Before I was even a teenager, I wanted to be a Rolling Stone. Back then, in the Stone age before MTV, we had a little show called Shindig (where the house musicians included the recently departed Leon Russell) and back in 1965 the Rolling Stones appeared on it and introduced Howlin’ Wolf to us white children. I was eight years old at the time and a big Stones fan. Mick and the boys were no cultural appropriators, they were blues evangelists, always giving credit to the originators – even to the point of insisting that WABC, one of the big three networks in the US at the time, book Howlin’ Wolf or they wouldn’t do the show. The Stones introduced millions of young Caucasians to the artistry of Wolf, Muddy Waters, Jimmy Reed, Slim Harpo, Robert Johnson and others whose records originally were targeted for an African-American audience. This led to a lifelong love of the blues for me.

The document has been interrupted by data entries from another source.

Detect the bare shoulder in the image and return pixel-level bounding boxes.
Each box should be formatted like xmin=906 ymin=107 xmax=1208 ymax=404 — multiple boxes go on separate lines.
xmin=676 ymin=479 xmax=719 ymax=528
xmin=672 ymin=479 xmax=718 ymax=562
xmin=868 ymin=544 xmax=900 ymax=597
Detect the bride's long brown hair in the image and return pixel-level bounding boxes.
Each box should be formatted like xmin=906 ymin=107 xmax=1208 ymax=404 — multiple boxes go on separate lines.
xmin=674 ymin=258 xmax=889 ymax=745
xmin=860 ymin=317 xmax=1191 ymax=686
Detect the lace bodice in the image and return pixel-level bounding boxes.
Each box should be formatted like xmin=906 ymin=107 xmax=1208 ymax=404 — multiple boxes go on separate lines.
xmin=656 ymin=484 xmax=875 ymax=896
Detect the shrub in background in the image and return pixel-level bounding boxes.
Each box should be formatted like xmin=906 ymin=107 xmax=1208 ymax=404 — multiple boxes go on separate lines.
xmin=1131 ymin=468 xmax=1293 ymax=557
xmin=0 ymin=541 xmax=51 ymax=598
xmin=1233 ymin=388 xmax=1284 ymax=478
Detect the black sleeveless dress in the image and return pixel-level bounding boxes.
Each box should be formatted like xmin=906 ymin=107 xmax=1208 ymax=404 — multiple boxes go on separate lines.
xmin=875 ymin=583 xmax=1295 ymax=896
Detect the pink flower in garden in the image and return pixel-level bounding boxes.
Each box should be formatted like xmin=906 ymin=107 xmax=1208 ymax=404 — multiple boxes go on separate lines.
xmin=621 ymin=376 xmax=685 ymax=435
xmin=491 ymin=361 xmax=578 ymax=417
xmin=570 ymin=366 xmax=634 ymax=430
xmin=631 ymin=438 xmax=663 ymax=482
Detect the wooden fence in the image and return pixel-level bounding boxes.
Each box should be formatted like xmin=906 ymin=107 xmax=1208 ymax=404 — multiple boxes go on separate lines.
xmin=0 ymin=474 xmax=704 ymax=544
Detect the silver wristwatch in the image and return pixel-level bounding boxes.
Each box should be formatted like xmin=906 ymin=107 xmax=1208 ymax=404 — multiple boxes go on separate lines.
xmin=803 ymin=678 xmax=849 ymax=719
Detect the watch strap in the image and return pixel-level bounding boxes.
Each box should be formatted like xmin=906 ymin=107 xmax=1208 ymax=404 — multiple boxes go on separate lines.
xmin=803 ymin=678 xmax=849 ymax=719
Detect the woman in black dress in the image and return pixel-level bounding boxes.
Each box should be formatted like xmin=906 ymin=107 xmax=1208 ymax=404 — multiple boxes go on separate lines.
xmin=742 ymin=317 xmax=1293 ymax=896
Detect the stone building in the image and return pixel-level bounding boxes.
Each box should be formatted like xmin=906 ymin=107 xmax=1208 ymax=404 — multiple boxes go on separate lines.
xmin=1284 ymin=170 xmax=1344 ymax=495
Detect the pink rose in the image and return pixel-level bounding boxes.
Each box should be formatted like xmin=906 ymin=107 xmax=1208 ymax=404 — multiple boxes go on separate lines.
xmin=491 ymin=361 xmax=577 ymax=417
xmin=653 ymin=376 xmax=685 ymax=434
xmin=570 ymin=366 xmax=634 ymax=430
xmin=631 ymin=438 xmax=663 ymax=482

Therefore, it came as no surprise that their new album of blues covers was good – I was just surprised at how good it is. The last full Stones album, other than the odd song here or there, that I felt was worthy of the band’s legacy was Exile On Main Street. Blue And Lonesome is the album the Stones should have recorded many years ago. I for one am just glad that they finally did. At a time in their careers when most musicians move into safe genres like country, folk or the great American songbook this band is returning to its roots. They are not afraid to be compared to their former selves.
Mick is in fine voice. He sounds as good as he did in 1964 and he has always been one of the more credible blues harmonica players of the British blues groups. So it is no wonder that there are two Little Walter songs here. Eric Clapton joins in on two songs “Everybody Knows About My Good Thing” and “I Can’t Quit You Baby” and thankfully he doesn’t overplay. Ron Wood stands out on the track “Blue and Lonesome”. However, mostly, the group just plays well together and sounds like, well, a group – and that is a good thing.
In an age of auto-tune, synthesized beats and people recording separately in different cities (often in hotel rooms) over a span of many months, this album was recorded live in the studio, with the band gathered around a circle of microphones, in just three days. Producer Don Was succeeds in getting the vibe of a Chess or Cobra records recording session. And, better than that, the band plays in a manner worthy of those venerable labels.
Finally, the song selection is great and not obvious (in the current vernacular, it is curated). The performances are spirited, not merely reverent, and have a sense of urgency. Moreover, this is an album I will listen to over and over – without any sense of nostalgia. It is simply a good album. This is an album you should play loud and dance to, just like the original blues music it pays tribute to.